Confidence & Unsureness in Love
I once felt a man’s role was to take me away from an unappreciative world and erase my self-doubts by making me superior to everything. In college I met Peter Morgan, an art student. He was pained by the way he felt separate from people, but I used the fact that he liked me to praise myself. I respected his seriousness about art, but I was in competition with it. For instance, one day when he was painting I went over to him and put my arms around him, wanting him to put down his paintbrush, take his eyes off the still life he was working on, and devote his attention to me. He got angry, and rightly so. And when Peter showed interest in other people and made new friends, I wasn’t pleased.
Some years later when I spoke about Peter in an Aesthetic Realism class, Mr. Siegel asked me, “Do you think you wanted to use a man as a possession, to glorify yourself?”
SR. Yes. What does the desire to be possessive come from?

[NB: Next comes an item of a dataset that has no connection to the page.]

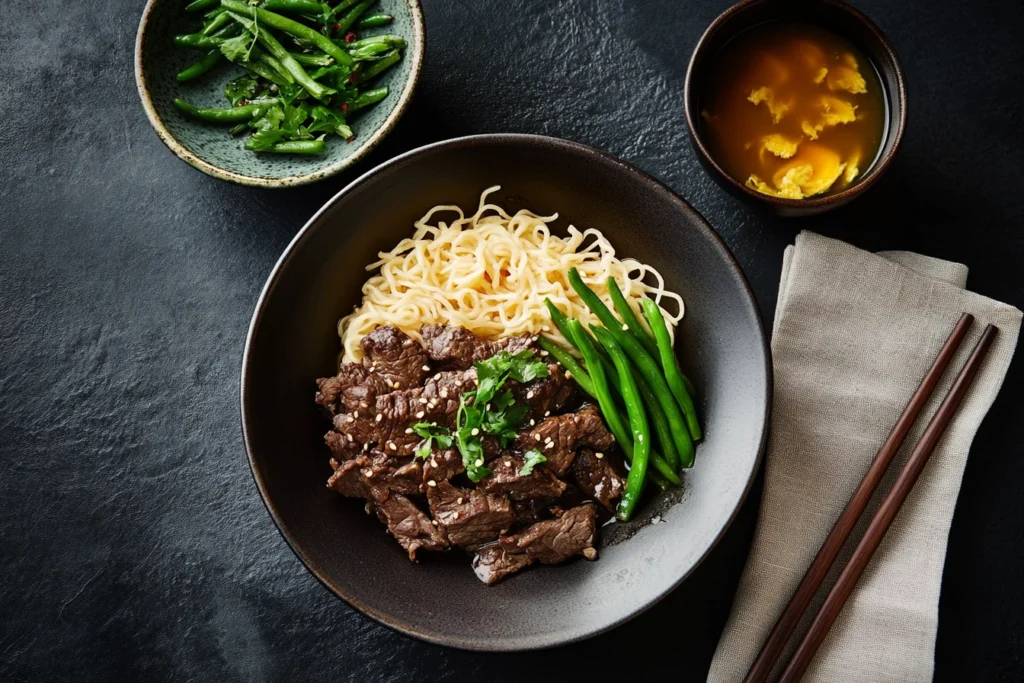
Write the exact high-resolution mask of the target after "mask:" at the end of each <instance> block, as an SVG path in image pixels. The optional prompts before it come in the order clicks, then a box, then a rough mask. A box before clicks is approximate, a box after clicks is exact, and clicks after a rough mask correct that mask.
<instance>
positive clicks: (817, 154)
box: [700, 22, 886, 200]
mask: <svg viewBox="0 0 1024 683" xmlns="http://www.w3.org/2000/svg"><path fill="white" fill-rule="evenodd" d="M702 95H703V97H702V100H701V111H700V116H701V119H702V123H701V125H702V128H703V131H705V136H706V139H707V140H708V143H709V147H710V151H711V154H712V156H713V157H714V159H715V161H716V162H718V164H719V165H720V166H722V168H723V169H725V171H726V172H727V173H728V174H729V175H731V176H732V177H734V178H735V179H736V180H738V181H739V182H741V183H744V184H745V185H746V186H748V187H750V188H752V189H755V190H757V191H759V193H762V194H764V195H770V196H772V197H780V198H785V199H794V200H801V199H805V198H809V197H814V196H816V195H825V194H830V193H837V191H841V190H843V189H845V188H847V187H849V186H850V185H851V184H853V183H855V182H856V181H857V179H858V178H860V177H861V176H862V175H863V174H864V173H865V172H866V171H867V169H868V168H869V167H870V165H871V164H872V163H873V161H874V159H876V157H877V155H878V152H879V148H880V146H881V145H882V138H883V136H884V133H885V125H886V104H885V101H886V100H885V96H884V93H883V90H882V85H881V83H880V81H879V77H878V75H877V73H876V72H874V69H873V68H872V66H871V63H870V62H869V61H868V60H867V58H866V57H865V56H864V55H863V54H862V53H861V52H860V51H859V50H857V49H856V48H855V47H854V46H853V45H851V44H850V43H849V42H848V41H846V40H845V39H843V38H841V37H839V36H837V35H835V34H831V33H829V32H827V31H824V30H823V29H819V28H816V27H812V26H807V25H802V24H791V23H782V22H772V23H770V24H764V25H761V26H758V27H755V28H753V29H750V30H748V31H745V32H743V33H742V34H740V35H739V36H737V37H736V38H735V39H733V40H732V41H730V42H729V43H728V44H727V45H726V46H725V47H724V48H723V49H722V51H721V53H719V54H718V56H717V57H716V62H715V67H714V68H713V70H712V72H711V77H710V79H709V81H708V82H707V84H706V91H705V92H703V93H702Z"/></svg>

ES. This desire to assimilate fiercely comes from our feeling that our whole fate depends on having an object. You want to be happy, but you have certain notions of what will make you happy that have to be questioned.
I began to see that my notion of love was not love at all. It was ownership—exploiting a man to build myself up. Instead of making me confident and happy, this way of seeing made me ashamed and unsure because it was against the true purpose of love: to like the world, to use another person to be in a better, more vibrant relation with everything.
What I’ve learned about love has made possible my marriage to Aesthetic Realism consultant and actor Derek Mali. Knowing him makes me closer to the world and people. I love Derek’s steadiness and good nature, and his passion about economic justice.
Meanwhile, though I had changed a great deal, there was a time in our marriage when I found myself being ill-natured with Derek and feeling unsure of myself. In a class, Ms. Reiss explained why as she asked me which I would prefer—Derek’s being interested in knowing me truly, or his making me terrifically important without being exact.
SR. I want him to be interested in me truly.
ER. Are you sure? Do you accept a certain inexact being made much of by him because it appeals to something in you?
SR. I think so, yes.
ER. You have the complaint that women have: they want a man to make much of them extravagantly—but if he does he’s not going to be a good critic. A woman can pretend and get praise, but then she has the pain of feeling a man doesn’t want to know her.
I’ve seen that what I’d been going after—a smooth, contemptuous arrangement with a man—is really an enemy to love. I thank Ellen Reiss for this criticism, which has made me so much happier and more confident. Seeing freshly each day that love is inseparable from the desire to know has brought a new sense of exploration and romance to our marriage.